Exhibit A: This invitation from a coalition of big US shipping interests to an event in Washington today. At this event, USA Maritime will have tried to convince lawmakers and their staff that ancient and outdated US food aid legislation, which requires virtually all US food aid to be bought in-kind from the US, processed and bagged in the US, and shipped on US-flag ships to even the most far-flung destinations, should not be altered.
Let us leave aside for a moment that the report recommending favorable policies for the US shipping industry was bought and paid for by the US shipping industry and may not be the most objective or trustworthy source on the subject.
The main thrust of the shipping industry’s argument is that handling, processing and shipping food aid creates US jobs—13,127 of them to be exact—and boosts US industry, leading to this actual headline: “Food For Peace Program Produces More Than 870 Iowa Jobs.” If these policies were removed, they argue, it would be less profitable to operate a ship under the US flag, the US-flag fleet would shrink, and American jobs would be lost.
“Did you know,” reads the invitation, “that these programs have positive economic consequences for our economy at home?” The report tries to quantify one benefit of current US food aid policies, but (obviously) does not discuss the considerable costs of these policies to US tax payers, to the US’s reputation and credibility abroad, and most importantly to programs’ intended recipients—the millions of hungry and malnourished people fed by the world’s largest food aid donor every year.

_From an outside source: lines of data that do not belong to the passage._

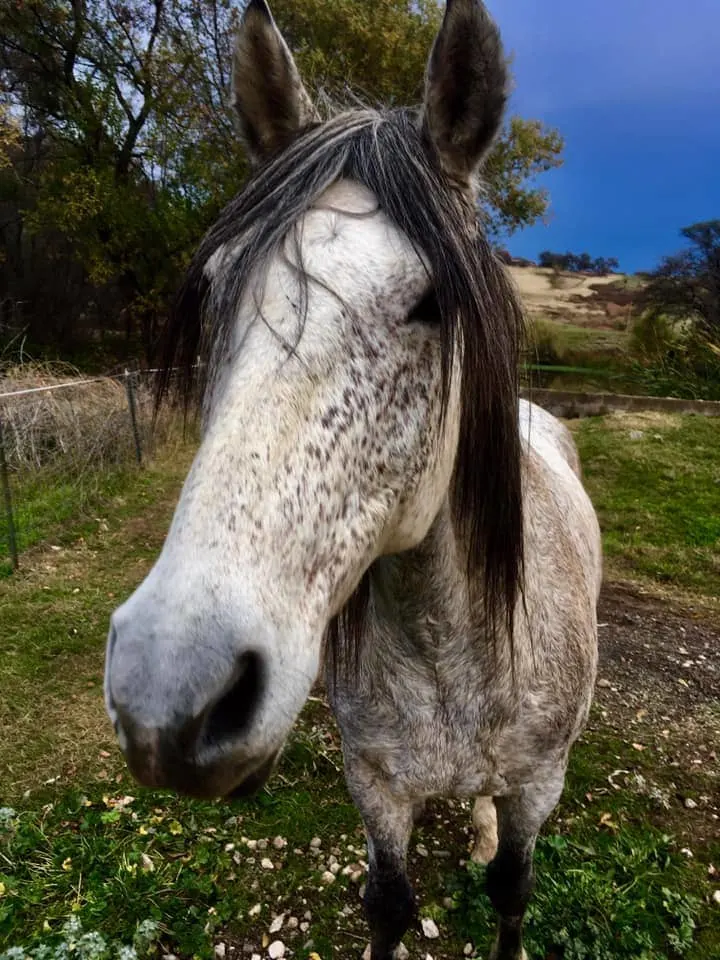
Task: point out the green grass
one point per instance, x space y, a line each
590 344
655 482
613 883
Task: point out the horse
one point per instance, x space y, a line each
370 499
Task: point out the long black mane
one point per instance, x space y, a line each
477 311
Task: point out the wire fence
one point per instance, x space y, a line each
66 444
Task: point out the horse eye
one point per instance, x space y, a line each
427 310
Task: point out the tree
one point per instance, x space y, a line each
118 148
686 285
577 262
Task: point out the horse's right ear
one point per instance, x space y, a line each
466 88
271 102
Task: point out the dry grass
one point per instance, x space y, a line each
77 423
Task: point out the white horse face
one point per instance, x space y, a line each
311 466
324 445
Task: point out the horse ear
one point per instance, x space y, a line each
466 87
267 92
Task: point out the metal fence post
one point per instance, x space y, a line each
130 388
5 483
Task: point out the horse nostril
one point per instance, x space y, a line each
232 713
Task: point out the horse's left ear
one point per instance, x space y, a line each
271 102
466 87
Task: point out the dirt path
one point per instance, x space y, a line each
659 691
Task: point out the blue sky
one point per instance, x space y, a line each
634 87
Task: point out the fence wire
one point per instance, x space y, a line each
65 446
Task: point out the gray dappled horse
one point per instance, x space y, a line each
369 492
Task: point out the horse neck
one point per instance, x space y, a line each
420 606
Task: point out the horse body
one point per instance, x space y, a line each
368 488
434 706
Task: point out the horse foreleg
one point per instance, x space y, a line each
485 827
510 875
389 898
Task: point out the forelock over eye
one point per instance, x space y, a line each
427 310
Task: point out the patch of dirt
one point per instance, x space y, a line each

The shipping industry’s arguments don’t hold water for many reasons. Here are two of the big ones:
First, assuming that you did want to subsidize the US Maritime industry, US food aid policies that create an overpriced, uncompetitive oligopoly are NOT a good way to do it. There are much cleaner, simpler and more effective ways to support US Maritime, such as direct payments to vessel owners. There is no reason to bundle shipping subsidies in with humanitarian aid other than the deeply cynical logic that it’s easier to rally public and Congressional support around money for starving children than around padding to the bottom line of multinational shipping conglomerates.
Second, current US food aid policies are NOT an effective or efficient way for the US to achieve what should rightly be the primary objective for food aid. According to the government’s own accountability office, buying food locally in sub-Saharan Africa (which is where the majority of US food aid goes) costs 34 percent less than shipping it from the US, AND gets there on average more than 100 days more quickly, AND is more likely to be the kind of food people are used to eating. I am not arguing that cash aid is ALWAYS better than food aid, only that any reasonable food aid policy would allow aid agencies the flexibility to determine what kind of assistance works best in each situation.
Despite resistance from all three sides of the iron triangle holding this legislation in place, innovators have managed to break loose about $400 million for pilot and supplemental programs over the last two years to buy food locally or regionally. This is still a small sum compared to the roughly $2 billion that the US spends annually, but it is progress.
With today’s lame report, the big shipping companies behind USA Maritime are asking us to value a few thousand American jobs in a declining and uncompetitive industry over America's humanitarian reputation abroad AND the lives of the millions more people around the world who would benefit from reform to US food aid policy.
Do we even have to say it? This is NOT a fair trade.